In a lot of ways, that story makes sense for Morris, who still drives his 1991 Mazda 626 (ironically nicknamed "Bentley" by teammates) to practice because he says it keeps him grounded. Morris may be a starting running back and one of the most productive in the league, but he believes he has to prove himself every week. Nobody told him, for instance, when the team signed Ryan Grant last week, that the veteran former Packer was not being brought in to threaten Morris' job. Even if that's the case, Morris is determined not to view it that way.

"I'm in my first year," Morris said. "To have a veteran who's been in the league, that can only help me. I can learn from him, and more competition always helps make everyone better. The way we look at it here, with the backs, any one of us can be a starter. Any one of us can carry the load. With Coach Shanahan, you never know who's going to start the game until game day, and I like it that way. I'm never going to get complacent. I just need to keep working and getting better."

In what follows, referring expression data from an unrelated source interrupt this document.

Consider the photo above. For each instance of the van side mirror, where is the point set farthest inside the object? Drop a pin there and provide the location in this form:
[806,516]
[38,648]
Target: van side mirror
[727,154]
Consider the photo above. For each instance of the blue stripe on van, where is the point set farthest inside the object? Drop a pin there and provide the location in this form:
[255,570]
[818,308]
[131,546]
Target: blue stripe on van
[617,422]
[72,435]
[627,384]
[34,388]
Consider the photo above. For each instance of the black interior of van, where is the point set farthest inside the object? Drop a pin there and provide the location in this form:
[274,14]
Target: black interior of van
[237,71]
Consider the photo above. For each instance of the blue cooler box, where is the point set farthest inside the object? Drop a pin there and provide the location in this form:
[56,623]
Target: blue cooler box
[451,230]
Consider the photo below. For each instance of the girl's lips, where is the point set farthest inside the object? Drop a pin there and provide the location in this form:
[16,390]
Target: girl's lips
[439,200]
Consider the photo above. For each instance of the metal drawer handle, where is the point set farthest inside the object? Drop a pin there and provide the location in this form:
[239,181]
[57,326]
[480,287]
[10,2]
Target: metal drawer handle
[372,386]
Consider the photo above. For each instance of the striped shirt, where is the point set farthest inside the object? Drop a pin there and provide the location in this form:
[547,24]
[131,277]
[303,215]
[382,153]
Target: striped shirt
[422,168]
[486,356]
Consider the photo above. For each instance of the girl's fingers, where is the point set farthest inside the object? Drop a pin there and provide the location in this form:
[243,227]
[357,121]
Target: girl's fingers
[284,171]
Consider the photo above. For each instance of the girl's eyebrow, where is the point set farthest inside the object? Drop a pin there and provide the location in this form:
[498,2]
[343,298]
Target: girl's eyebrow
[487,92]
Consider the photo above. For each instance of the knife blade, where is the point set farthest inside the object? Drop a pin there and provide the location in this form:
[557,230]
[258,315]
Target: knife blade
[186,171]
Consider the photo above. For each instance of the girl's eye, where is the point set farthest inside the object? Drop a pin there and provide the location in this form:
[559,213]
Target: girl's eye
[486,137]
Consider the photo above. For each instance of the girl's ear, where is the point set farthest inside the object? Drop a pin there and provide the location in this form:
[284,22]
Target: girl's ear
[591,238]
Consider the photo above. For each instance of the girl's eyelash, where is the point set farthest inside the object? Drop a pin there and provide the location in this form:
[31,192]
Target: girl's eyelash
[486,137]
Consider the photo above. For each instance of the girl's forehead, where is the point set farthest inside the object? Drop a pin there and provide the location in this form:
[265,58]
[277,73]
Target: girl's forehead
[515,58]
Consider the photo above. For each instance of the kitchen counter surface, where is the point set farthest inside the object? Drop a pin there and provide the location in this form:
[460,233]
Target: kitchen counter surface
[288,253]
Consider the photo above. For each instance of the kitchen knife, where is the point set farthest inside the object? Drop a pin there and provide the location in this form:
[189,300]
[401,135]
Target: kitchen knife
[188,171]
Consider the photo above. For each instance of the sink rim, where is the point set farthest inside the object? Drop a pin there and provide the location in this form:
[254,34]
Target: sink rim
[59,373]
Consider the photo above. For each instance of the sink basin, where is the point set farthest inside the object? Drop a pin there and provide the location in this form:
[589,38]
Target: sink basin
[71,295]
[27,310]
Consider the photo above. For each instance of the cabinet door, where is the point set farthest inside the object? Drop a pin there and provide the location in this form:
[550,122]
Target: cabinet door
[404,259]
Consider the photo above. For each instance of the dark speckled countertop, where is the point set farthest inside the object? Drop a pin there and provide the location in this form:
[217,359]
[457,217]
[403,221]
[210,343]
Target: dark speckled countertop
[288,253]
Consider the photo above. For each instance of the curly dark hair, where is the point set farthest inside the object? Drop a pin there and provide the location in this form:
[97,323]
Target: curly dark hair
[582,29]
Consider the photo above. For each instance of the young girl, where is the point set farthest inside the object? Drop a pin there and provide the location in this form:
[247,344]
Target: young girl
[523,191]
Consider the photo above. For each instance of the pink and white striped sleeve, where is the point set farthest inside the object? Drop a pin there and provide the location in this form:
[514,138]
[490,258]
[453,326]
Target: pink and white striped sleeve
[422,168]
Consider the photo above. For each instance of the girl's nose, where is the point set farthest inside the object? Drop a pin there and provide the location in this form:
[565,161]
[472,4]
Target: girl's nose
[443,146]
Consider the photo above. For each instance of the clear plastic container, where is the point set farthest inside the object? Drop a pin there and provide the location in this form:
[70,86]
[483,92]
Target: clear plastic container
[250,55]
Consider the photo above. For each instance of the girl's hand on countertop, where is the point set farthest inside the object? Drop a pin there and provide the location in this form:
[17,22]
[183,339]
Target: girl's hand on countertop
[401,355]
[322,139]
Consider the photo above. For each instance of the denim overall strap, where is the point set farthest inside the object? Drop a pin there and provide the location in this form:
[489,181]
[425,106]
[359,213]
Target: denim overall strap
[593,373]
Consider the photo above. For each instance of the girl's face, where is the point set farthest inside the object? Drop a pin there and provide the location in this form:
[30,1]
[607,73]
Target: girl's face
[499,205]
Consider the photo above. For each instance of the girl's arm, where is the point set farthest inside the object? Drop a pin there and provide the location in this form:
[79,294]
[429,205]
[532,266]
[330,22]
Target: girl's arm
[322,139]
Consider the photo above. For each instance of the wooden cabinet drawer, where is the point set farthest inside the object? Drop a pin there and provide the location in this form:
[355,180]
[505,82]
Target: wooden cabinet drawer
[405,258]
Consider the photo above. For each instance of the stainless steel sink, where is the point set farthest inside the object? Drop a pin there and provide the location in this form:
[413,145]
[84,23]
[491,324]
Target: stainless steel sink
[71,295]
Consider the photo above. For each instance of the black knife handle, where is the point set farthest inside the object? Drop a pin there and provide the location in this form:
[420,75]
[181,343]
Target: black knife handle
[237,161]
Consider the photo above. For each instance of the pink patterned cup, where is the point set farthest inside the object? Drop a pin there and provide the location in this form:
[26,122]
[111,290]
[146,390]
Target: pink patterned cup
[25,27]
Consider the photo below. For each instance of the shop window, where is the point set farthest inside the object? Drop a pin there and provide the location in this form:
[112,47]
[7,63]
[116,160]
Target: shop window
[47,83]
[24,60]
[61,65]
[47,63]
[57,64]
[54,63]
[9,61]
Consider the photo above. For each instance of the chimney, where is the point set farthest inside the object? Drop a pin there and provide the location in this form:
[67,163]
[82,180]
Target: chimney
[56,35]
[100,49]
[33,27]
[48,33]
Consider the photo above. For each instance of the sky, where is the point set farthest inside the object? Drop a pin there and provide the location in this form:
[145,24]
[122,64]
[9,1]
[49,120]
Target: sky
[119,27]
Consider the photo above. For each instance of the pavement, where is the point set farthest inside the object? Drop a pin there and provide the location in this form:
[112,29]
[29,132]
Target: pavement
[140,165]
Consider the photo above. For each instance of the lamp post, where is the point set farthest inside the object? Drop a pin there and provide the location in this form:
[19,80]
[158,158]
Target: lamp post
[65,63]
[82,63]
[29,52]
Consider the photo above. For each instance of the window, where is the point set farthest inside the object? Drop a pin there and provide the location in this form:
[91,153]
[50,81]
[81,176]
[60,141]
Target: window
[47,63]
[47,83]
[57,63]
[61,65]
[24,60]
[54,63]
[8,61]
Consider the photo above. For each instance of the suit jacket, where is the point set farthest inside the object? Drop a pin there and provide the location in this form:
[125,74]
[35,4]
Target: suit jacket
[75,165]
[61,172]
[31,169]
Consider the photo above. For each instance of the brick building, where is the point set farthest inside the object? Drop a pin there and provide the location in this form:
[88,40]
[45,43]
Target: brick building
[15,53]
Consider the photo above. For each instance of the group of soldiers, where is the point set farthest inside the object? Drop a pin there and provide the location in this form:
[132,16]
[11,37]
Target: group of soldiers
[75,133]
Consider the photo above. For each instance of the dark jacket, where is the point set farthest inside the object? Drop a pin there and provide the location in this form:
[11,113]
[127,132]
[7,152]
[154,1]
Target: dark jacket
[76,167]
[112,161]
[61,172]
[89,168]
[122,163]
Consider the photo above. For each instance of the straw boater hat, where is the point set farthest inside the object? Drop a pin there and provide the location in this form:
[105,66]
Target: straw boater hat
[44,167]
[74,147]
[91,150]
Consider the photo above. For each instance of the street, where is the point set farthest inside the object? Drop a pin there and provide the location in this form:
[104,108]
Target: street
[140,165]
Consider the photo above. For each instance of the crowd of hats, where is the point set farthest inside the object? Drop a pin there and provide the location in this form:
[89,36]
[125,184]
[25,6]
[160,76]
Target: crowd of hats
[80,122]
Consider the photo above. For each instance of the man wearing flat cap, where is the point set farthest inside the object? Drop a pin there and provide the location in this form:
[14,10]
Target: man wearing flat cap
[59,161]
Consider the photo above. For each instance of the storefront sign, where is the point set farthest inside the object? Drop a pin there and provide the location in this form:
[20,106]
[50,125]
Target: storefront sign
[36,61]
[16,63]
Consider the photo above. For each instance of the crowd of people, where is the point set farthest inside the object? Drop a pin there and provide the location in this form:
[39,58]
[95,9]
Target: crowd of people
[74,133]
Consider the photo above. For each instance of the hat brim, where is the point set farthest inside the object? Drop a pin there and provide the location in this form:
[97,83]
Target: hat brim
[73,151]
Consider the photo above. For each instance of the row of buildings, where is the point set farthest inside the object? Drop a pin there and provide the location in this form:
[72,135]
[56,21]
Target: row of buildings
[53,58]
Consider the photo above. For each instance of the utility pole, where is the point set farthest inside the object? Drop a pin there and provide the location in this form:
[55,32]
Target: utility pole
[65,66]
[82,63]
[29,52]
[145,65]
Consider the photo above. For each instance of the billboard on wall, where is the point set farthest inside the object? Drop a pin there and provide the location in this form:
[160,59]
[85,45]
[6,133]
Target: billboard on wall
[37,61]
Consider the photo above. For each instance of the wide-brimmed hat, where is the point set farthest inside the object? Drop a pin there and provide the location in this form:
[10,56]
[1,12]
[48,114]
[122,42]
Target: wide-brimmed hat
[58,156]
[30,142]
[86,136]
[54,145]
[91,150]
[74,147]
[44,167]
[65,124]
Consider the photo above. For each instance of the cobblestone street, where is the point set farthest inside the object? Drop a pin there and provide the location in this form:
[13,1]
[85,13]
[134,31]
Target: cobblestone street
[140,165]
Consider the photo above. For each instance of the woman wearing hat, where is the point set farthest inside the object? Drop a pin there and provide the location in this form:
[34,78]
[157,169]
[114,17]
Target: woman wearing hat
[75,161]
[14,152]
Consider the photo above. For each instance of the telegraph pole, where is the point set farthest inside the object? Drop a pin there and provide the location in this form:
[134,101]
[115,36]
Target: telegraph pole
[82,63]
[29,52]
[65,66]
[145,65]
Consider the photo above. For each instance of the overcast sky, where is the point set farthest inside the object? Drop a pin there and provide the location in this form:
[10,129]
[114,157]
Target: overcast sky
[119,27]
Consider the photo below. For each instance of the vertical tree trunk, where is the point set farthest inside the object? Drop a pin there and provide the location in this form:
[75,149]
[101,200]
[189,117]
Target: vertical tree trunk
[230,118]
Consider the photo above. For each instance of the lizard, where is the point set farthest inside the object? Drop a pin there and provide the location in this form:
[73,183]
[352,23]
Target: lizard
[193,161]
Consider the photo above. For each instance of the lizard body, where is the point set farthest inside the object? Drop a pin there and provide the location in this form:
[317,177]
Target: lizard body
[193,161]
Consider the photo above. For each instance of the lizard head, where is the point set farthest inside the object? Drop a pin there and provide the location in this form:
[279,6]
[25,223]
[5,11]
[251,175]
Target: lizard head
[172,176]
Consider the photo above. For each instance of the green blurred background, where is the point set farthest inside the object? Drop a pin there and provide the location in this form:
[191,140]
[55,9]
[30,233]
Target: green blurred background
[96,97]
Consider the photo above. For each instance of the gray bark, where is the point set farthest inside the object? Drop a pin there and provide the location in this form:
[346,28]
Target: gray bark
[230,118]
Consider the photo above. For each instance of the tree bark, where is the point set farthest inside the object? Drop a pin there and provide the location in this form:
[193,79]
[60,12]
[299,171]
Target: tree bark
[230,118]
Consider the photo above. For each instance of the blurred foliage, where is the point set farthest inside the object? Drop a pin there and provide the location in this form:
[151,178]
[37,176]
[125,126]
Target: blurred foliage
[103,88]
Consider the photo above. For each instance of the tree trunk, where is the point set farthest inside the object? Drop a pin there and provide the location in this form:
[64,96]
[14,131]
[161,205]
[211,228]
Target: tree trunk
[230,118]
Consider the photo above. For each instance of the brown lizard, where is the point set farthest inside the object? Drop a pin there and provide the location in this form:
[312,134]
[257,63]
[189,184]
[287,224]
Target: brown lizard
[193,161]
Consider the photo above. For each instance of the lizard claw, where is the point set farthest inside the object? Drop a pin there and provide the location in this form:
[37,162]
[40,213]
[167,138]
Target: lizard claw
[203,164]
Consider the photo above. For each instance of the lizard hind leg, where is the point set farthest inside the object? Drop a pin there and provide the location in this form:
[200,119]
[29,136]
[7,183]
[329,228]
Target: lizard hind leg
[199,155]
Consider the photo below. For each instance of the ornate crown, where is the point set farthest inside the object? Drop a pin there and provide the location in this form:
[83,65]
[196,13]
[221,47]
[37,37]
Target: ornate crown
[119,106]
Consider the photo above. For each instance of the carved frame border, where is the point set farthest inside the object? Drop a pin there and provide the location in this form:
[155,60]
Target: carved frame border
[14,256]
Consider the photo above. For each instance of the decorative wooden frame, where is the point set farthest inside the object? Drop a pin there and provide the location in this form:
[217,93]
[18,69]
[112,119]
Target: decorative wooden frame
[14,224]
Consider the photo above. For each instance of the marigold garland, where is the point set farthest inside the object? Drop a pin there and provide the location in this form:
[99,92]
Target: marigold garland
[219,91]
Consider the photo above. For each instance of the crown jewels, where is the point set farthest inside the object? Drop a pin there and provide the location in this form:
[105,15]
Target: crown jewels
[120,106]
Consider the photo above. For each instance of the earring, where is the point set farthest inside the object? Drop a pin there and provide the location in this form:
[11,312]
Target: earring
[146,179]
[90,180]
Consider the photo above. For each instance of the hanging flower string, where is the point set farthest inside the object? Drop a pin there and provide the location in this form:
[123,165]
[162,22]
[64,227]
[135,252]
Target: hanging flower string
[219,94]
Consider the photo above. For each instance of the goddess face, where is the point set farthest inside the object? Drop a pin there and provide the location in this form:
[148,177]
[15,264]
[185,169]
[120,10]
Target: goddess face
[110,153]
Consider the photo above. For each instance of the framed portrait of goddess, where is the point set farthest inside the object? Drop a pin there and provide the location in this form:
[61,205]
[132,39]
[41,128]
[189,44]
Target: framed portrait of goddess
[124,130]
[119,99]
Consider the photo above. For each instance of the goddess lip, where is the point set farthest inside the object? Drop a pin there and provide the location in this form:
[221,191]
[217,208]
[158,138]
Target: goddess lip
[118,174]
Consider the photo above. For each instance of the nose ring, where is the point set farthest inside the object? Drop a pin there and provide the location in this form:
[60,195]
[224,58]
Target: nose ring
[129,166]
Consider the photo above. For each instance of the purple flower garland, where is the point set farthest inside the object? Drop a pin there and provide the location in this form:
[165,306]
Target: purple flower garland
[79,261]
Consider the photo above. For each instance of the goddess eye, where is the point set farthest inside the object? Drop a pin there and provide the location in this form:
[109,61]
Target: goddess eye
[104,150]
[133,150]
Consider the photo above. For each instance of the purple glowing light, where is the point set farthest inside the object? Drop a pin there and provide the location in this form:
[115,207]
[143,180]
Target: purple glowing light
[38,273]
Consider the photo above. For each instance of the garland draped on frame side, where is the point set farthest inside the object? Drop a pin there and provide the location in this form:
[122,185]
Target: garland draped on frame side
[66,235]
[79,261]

While the Redskins' first-round pick is dazzling the league on a weekly basis, the sixth-round pick is lining up behind him and grinding out yards. Would Morris have liked to be drafted higher? Of course he would have. But he's as grounded as it gets -- and as appreciative.

"Everybody wants to get drafted as high as possible, but the way I look at it, it's a blessing, because not many guys get drafted from 1-11 teams," Morris said. "I wouldn't have it any other way than the way it played out. My opportunity came, and I'm making the most of it."

The perfect marriage of player and situation, is young Alfred Morris and the Redskins. And regardless of Shanahan's reputation as a running back flip-flopper, Morris may just hold onto this job for a long time.